ROHEI Coaching for Change ManagementDrawing from almost 20 years in executive coaching, Wen-Wei manages and develops ROHEI’s team of coaches. Specialising in Executive Coaching and Leadership Development for senior leaders in ROHEI’s practice, Wen-Wei has coached CEOs and COOs from the top 200 largest companies in the world. His coaching focus includes relational leadership, leadership agility, business growth, transition and succession planning.

 

Change is accelerating with disruptive technologies and rapidly evolving business models. How has this changed the way leaders lead?

WEN-WEI: In the past, leaders were expected to almost know everything. They just needed more people to execute the vision. However, not everyone is Steve Jobs and able to seemingly have all the answers to the business. Times have changed. Today, technology is a great equaliser and there is no longer a class or even knowledge divide. The leadership challenge today is now how to get the best out of the team of people that I have.

The top talent that we have today have their own aspirations. If they do not like how things are working out, they will go and start their own business.

The coach-like leader will have the key ability to create a sense of engagement to be in sync with the team. They have the skill to have better conversations where the future can be co-created. Whenever we all decide to go together, that’s where we will all head.


When do organisations use coaching to support their efforts? It seems more to be something reserved for senior management?

WEN-WEI: Executive coaching has generally been reserved for senior management or high potential talent development due to the investment. I think this is largely still true. However, having experienced the benefits of being coached myself, my ideal world would be everyone receiving the gift of coaching. The engagement and performance gains would be tremendous, to say nothing of those times of uncertainty and change where having your personal confidante, cheerleader and strategist would be invaluable.

Imagine if change managers develop coach-like behaviours in the roll-out process: you would get lower individual resistance, greater adoption as a whole and the synergies of people throughout the organisation co-discovering and co-creating the best way forward together.
 

How have you seen coaching used in the change management process?

WEN-WEI: Senior management who are initiating or implementing a change would benefit from working with a coach to think through how best to do it, even before it is announced to the rest of the organisation. More often, we have been asked to come in as an intervention after the change has been announced and they are facing a huge outcry or backlash and it is very challenging work. I’m a big believer that prevention is better than cure.


When would it have been useful to including coaching during a change process?

WEN-WEI: A coach to the change committee would be the first place where coaching would be helpful. This should ideally happen before the plans are set in place to help the team think through the change process itself. I think coaching would also come in helpful to invite the ground staff to be thinking about what changes they would like to see happening with the organisation first, even before announcing any official announcement or decision.

Of course, the actual transition and implementation phase of the change is always an iterative process and coaching people throughout the organisation helps bring clarity to the individual and allows them to take courage in adapting to their part of the change.


So is this done by the organisation themselves or are you talking about engaging a professional coach?

WEN-WEI: I think it can be done both ways.
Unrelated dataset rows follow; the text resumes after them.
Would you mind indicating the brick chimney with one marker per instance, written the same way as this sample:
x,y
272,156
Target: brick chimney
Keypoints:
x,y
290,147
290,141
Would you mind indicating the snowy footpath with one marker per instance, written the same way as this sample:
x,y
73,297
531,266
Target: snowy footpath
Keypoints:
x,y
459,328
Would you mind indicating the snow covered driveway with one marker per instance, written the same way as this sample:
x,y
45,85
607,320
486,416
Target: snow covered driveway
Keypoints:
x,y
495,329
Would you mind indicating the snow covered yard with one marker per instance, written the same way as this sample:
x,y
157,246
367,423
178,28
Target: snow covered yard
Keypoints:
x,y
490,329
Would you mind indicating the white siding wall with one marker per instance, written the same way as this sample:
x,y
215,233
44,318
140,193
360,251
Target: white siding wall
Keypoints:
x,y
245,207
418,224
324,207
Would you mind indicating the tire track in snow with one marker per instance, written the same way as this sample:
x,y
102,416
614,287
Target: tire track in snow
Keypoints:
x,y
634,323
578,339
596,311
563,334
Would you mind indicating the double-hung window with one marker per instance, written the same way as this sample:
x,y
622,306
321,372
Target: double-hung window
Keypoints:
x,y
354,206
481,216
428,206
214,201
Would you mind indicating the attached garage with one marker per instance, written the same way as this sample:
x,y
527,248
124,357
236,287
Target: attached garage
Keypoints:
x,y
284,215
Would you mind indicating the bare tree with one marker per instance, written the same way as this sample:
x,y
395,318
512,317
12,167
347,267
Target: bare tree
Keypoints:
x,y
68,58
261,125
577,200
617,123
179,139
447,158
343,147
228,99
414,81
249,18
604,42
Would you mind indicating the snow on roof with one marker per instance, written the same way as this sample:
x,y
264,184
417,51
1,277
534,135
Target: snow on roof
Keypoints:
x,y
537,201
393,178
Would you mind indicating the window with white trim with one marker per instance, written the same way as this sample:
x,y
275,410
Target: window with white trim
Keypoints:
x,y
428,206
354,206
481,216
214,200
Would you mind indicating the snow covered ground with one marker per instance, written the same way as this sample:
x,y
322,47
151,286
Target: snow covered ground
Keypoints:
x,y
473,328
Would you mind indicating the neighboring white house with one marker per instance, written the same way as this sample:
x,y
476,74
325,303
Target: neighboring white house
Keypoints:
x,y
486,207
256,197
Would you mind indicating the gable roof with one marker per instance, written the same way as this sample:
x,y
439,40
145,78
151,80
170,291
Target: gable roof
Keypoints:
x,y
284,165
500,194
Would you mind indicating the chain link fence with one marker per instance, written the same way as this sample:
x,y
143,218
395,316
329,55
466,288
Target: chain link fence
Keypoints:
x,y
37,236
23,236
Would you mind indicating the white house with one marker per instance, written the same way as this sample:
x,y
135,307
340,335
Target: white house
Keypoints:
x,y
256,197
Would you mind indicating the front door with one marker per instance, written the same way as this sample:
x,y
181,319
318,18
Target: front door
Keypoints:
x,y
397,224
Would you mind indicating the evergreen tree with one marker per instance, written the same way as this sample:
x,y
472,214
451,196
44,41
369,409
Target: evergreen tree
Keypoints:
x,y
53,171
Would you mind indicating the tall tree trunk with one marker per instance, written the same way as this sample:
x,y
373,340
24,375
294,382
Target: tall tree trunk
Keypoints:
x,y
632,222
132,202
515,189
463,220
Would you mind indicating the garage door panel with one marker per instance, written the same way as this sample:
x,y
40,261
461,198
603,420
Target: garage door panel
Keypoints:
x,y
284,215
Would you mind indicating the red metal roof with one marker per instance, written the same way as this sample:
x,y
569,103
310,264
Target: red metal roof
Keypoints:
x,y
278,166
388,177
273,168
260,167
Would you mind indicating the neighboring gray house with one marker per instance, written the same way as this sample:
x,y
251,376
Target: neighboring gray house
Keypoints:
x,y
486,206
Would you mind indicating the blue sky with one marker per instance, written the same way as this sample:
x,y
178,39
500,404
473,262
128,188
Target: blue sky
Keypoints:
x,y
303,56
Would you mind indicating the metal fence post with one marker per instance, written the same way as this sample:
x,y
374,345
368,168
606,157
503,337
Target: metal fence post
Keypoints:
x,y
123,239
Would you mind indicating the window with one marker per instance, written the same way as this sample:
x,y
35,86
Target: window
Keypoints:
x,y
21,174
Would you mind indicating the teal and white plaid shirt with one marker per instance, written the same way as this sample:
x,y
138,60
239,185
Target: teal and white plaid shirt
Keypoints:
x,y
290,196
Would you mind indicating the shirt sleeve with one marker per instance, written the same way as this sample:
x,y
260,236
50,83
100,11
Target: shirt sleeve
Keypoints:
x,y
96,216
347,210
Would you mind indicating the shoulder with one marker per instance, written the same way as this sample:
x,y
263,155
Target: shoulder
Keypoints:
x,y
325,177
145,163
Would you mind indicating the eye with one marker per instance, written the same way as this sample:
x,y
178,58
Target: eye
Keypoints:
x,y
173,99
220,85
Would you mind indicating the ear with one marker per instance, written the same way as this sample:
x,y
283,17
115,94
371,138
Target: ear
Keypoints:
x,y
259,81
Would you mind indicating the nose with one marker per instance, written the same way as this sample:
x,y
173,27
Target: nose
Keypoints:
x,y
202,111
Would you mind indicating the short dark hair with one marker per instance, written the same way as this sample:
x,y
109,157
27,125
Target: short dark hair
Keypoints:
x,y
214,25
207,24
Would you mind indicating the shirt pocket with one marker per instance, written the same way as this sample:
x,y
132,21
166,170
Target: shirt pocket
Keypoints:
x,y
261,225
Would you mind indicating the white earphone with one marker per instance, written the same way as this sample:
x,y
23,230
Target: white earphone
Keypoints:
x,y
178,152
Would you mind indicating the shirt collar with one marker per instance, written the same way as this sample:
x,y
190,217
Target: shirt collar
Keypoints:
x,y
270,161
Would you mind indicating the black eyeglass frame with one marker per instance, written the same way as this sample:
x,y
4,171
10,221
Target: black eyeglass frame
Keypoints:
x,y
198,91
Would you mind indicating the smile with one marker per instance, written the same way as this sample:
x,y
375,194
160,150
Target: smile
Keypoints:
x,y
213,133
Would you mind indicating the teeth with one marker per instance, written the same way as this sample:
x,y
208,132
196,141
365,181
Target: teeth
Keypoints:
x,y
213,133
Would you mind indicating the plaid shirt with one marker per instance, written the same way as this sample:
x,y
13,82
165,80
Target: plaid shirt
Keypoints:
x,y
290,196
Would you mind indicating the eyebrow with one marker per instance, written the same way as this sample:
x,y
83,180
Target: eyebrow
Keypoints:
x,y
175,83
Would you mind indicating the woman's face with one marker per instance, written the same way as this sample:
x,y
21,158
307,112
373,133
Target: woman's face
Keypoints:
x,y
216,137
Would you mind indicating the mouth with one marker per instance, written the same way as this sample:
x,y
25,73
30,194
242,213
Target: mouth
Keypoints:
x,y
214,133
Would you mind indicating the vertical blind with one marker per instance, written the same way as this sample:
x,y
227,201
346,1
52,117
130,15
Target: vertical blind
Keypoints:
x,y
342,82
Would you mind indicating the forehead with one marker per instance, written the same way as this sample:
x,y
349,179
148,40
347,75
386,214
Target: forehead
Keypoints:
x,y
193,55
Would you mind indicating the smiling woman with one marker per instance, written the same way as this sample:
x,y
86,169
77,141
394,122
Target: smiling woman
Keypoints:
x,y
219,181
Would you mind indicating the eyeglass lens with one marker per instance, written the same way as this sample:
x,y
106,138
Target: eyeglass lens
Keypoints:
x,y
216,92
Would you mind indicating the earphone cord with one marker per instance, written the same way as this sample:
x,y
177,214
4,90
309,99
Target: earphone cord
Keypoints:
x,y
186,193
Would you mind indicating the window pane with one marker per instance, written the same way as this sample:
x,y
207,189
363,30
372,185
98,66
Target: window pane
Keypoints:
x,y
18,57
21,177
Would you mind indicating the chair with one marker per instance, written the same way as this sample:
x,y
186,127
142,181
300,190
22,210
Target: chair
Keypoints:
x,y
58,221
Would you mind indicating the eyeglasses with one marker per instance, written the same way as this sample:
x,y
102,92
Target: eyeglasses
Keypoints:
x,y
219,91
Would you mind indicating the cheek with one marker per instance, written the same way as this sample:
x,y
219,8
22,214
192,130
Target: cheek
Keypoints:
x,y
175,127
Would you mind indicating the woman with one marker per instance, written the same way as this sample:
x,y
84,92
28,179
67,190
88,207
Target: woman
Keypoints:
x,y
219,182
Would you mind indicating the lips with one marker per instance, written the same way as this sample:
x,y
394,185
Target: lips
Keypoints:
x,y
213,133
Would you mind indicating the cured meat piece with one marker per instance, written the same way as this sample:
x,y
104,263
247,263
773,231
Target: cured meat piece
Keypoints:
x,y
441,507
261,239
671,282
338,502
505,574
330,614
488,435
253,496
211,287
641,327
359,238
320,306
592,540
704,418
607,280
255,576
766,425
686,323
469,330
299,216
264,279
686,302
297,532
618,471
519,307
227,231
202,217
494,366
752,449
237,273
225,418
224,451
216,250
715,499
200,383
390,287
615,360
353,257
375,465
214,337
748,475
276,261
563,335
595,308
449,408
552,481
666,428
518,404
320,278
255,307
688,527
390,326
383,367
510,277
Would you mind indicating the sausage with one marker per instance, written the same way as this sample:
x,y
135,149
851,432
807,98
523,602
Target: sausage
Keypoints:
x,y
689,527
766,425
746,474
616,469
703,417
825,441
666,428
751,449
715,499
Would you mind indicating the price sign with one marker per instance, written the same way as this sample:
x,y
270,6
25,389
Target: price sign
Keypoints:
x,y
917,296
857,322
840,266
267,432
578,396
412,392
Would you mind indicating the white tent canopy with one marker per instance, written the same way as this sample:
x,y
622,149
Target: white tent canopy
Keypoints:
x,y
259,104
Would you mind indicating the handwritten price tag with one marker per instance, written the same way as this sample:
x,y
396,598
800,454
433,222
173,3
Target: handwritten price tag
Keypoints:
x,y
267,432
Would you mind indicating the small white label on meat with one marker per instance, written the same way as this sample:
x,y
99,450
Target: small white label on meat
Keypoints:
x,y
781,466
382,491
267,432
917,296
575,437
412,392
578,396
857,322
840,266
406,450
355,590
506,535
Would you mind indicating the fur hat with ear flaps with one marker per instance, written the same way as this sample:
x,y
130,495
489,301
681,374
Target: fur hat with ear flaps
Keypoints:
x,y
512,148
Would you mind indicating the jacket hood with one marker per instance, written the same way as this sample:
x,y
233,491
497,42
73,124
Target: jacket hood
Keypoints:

If the organisation does not have a culture of coaching or if the management isn’t necessarily the most relational, then an external professional coach will add a level of safety for ground staff to share their real concerns and issues. To me, that’s the biggest contribution of an external coach: they provide implicit safety. There is sometimes too much risk internally if the leaders have somehow shaken the trust of their team for whatever reason.


Isn’t it ironic that people may trust those outside of their organisation more than they would trust their own people?

WEN-WEI: No agenda. Coaches are not seen as having self-interest because they are neutral. It really is about trust and whether people feel safe to give their honest input.

The common complaint or ventilation that we hear people talk about in the change process is: you (the leaders) are not affected, we (the staff) are the ones most affected. The perception is that the ones leading the change are not affected, even though that may not be the reality.

The common complaint or ventilation that we hear people talk about in the change process is: you (the leaders) are not affected, we (the staff) are the ones most affected. The perception is that the ones leading the change are not affected, even though that may not be the reality.

For example, customer-centricity is a major theme in business today. Many of our clients are re-organising to improve the customer experience. One of our clients re-organised to create a single client manager for their clients. Instead of having to liaise with multiple product managers, there would be only one point of contact.

This means that the client manager has to negotiate internally with the various product managers to customise (optimise is the buzz word) the best solution for the client.

Unfortunately, optimisation is seen as a euphemism for ‘you win, I lose’ for the product manager who is asked to reduce their product contribution as part of the overall solution. Inevitably, self-interest kicks in as individual product managers continued to seek their maximal payoff. This behaviour at managerial levels made it even more confusing for the staff on the ground who were asked to comply when they see their managers resisting the change.


How is coaching helpful for those managing who are initiating or driving the change? How does it help leaders chart the course for change?

WEN-WEI: In my earlier example, senior management were analysing and responding to environmental and industry demands. Come the announcement, they had had ample time to acclimate to the new realities emotionally and rationally. However, for first time hearers of the proposed change, mostly what they heard were downsides.

The change process starts long before the final decision is taken and coach-like behaviours can help contribute to a successful initiative.

The change process starts long before the final decision is taken and coach-like behaviours can help contribute to a successful initiative.

There is a price to pay for change. You can pay it up front or pay later. Whether it is time or money, there is no avoiding the cost that comes with change.

If you take the time to engage with people up front, ask more and listen more deeply instead of telling, they can think with and for you. Who are the ones most affected by the organisation? How do we bring them along? Can we brainstorm the change together? If we do, they will engage with us and take ownership of the change process.

Read more about ROHEI's perspective on developing leaders.


How can leaders acquire coaching skills even if they are not professional coaches? It this something that everyone can develop?

WEN-WEI: Absolutely. I’m a firm believer that everyone can be more coach-like in their conversations. Coaching at its simplest level is a conversation - how you speak and how you listen. Everyone can develop better conversational skills.

The key for me is what do you speak for? What do you listen for? What turns “normal” conversations into coaching conversations is the mindset of the speaker. The mindset of the coach is definitely something that can be learned and developed. After that, improving conversational skills is a matter of practice.

What are some coach-like behaviours that people managers should have to help coach their staff through change?

WEN-WEI: In order to help coach their staff, a people manager should develop the heart, mind and skill of coaching. This would be the heart to believe that everyone can grow and be better versions of themselves; a belief that everyone is coachable. Coaches should also keep certain key principals in mind at all times: to connect and to challenge. Lastly, the skills of deep listening and knowing how to ask powerful questions is also essential.

For leaders who are people managers, they can also give input into pacing based on what is most needed at the time. Regardless of their expertise, coach-like leaders can help their staff by being process experts rather than subject experts.

How can change leads be more coach-like to roll out change successfully?

WEN-WEI: On the one hand, it is heartening that most text-book models of change strategies emphasize the human element of change. On the other hand, many organisations still tend to drive change by (a) re-structuring and (b) creating new SOPs (standard operating processes). These are external interventions to shape human behaviour.

In spite of countless anecdotes, we forget that culture trumps strategy. Coaches are, by definition, change agents. But the change that coaches seek to create are from the inside-out. As change leads invest the time in quality conversations, as the people they engage recognise their realities, assess their best options and take courage to act in the best interests of self and the organisation, the payoffs in terms of successfully navigating change and the resulting culture of trust would be huge.